Overclock.net - Overclocking.net
     
 
Home Gallery Reviews Blogs Register Today's Posts Mark Forums Read Members List


Go Back   Overclock.net - Overclocking.net > Software, Programming and Coding > Coding and Programming

Reply
 
LinkBack Thread Tools
Old 07-10-08   #1 (permalink)
First Time Build
 
Turnoz's Avatar
 
intel nvidia

Join Date: Dec 2006
Location: Toronto!
Posts: 1,313

Rep: 85 Turnoz is acknowledged by some
Unique Rep: 76
Trader Rating: 4
Default [SQL/Oracle] Searching for duplicates

Hey everyone,

At my work we have this database of around 750 000 constituents and we believe that there is an incredible amount of duplicates. Just searching by postal code and exact first name and last name I managed to get a list of 500 potential duplicates. Out of all of those so far 480 have been duplicates.
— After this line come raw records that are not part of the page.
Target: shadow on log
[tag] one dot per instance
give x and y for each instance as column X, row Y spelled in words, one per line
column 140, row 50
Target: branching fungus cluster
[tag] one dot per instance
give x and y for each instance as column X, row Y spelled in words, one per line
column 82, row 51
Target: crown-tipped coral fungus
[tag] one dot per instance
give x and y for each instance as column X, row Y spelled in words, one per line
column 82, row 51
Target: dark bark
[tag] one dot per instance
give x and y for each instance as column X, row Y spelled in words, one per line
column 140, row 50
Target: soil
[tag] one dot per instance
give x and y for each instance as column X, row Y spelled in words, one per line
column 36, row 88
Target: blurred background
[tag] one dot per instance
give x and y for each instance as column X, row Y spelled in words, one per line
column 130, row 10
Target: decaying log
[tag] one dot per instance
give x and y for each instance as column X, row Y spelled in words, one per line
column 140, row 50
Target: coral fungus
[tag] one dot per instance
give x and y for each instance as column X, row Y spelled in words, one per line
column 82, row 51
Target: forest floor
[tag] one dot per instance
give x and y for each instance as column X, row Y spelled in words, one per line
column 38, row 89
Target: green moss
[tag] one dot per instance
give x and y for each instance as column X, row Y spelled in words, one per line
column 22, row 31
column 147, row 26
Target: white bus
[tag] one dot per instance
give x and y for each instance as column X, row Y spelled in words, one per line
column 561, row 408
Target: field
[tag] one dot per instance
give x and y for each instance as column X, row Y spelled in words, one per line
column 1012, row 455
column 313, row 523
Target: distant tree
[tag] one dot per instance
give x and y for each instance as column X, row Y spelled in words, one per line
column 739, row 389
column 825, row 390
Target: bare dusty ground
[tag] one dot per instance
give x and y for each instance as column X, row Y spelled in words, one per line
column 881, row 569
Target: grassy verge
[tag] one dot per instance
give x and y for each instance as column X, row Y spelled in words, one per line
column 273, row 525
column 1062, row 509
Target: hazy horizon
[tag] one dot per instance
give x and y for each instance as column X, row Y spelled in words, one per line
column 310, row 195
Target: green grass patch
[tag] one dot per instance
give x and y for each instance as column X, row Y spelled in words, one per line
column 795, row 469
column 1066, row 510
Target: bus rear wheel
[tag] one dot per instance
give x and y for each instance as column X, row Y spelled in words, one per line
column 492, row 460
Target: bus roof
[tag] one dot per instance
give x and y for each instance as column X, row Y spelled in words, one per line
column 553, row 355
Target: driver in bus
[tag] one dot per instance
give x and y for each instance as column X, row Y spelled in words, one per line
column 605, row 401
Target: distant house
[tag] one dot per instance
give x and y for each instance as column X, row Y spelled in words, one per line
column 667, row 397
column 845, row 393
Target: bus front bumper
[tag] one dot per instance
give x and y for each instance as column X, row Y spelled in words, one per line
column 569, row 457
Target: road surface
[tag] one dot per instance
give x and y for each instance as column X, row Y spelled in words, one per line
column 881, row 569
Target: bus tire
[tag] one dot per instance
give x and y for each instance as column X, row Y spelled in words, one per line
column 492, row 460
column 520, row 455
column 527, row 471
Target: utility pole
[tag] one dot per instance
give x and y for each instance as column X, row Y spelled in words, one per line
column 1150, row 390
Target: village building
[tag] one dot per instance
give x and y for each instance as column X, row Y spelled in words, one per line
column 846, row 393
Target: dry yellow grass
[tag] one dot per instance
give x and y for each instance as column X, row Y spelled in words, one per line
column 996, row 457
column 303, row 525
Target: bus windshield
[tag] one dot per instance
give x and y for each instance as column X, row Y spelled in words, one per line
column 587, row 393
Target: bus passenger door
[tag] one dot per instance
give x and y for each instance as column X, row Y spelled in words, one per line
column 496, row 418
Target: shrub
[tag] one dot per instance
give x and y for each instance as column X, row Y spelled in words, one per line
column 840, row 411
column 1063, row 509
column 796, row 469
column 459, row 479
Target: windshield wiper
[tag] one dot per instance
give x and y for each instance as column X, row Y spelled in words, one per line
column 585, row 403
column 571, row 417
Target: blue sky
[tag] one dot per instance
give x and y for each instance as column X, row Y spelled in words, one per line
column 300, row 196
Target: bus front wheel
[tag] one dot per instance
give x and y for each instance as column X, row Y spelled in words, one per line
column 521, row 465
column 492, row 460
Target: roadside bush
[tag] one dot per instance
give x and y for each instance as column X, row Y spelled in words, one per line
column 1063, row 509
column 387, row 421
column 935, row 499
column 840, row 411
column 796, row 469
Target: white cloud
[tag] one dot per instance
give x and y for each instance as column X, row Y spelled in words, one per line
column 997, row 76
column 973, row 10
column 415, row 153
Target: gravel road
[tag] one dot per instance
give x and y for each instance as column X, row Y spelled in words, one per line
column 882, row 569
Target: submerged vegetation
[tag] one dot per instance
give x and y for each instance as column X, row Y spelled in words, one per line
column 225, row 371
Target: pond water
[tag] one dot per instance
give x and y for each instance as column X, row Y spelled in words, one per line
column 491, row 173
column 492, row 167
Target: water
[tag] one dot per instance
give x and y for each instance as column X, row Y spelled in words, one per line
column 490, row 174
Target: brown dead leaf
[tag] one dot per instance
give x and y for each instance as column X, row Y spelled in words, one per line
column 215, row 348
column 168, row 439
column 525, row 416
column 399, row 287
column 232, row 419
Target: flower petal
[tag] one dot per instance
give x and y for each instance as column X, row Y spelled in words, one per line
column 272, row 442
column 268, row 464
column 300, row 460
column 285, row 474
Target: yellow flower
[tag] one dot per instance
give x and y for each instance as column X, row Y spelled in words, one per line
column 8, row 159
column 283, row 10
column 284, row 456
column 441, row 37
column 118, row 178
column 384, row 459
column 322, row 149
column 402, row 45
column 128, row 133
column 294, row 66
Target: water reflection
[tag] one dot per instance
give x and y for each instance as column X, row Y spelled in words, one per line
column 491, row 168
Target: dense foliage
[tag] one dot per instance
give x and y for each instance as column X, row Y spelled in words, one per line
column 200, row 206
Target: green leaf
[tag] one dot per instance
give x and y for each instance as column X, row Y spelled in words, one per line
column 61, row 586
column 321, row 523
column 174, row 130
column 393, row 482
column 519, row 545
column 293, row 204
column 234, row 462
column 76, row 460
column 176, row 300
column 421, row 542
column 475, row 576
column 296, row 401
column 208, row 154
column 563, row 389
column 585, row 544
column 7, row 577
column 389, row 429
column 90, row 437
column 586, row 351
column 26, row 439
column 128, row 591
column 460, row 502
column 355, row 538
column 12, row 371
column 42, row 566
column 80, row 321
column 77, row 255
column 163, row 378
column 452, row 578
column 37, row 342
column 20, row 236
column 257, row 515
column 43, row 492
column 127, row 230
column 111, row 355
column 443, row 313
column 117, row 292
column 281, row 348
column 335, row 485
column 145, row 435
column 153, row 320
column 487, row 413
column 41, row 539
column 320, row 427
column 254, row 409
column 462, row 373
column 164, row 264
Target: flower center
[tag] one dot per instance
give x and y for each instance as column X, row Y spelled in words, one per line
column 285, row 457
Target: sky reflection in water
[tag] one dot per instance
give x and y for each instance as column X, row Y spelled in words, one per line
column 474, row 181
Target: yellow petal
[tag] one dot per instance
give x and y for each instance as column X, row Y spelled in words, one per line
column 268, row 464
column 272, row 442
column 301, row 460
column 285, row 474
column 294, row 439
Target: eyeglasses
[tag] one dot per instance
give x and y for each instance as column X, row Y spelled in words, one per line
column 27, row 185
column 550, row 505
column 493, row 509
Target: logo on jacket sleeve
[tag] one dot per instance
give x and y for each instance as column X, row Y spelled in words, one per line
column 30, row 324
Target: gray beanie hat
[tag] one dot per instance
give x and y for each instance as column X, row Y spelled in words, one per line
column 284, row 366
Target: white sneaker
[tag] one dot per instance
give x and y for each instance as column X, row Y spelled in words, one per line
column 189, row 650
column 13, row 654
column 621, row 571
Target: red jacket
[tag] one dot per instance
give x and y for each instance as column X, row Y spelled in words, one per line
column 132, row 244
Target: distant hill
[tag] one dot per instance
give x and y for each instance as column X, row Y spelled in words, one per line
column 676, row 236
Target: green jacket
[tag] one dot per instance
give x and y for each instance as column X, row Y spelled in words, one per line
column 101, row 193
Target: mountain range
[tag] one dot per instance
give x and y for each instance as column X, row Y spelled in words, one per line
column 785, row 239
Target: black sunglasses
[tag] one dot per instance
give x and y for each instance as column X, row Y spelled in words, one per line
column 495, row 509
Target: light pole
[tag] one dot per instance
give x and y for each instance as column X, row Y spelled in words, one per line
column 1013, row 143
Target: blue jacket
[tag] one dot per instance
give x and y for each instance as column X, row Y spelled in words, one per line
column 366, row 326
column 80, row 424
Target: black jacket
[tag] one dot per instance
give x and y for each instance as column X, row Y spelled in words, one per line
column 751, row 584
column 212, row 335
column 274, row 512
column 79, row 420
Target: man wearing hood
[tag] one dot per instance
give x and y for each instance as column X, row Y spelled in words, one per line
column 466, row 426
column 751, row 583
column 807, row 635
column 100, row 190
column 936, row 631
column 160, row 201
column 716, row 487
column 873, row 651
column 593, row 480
I was wondering what would be the best way to code a querry that would give me the potential duplicates.

Backround info:
- Duplicates were created through large database merges
- Constituents have an ID number, first name, last name, address, postal code and much more info that is probably irrelevant (if you want more info just ask)
- The system runs on a 7 year old server with dual pentium 3s so the most efficient search method would be great

So far my best idea is to do a character comparison while keeping lets say postal code exact. The only problem with that so far is that if there is one spelling mistake somewhere then the whooole rest of the string is marked as an error.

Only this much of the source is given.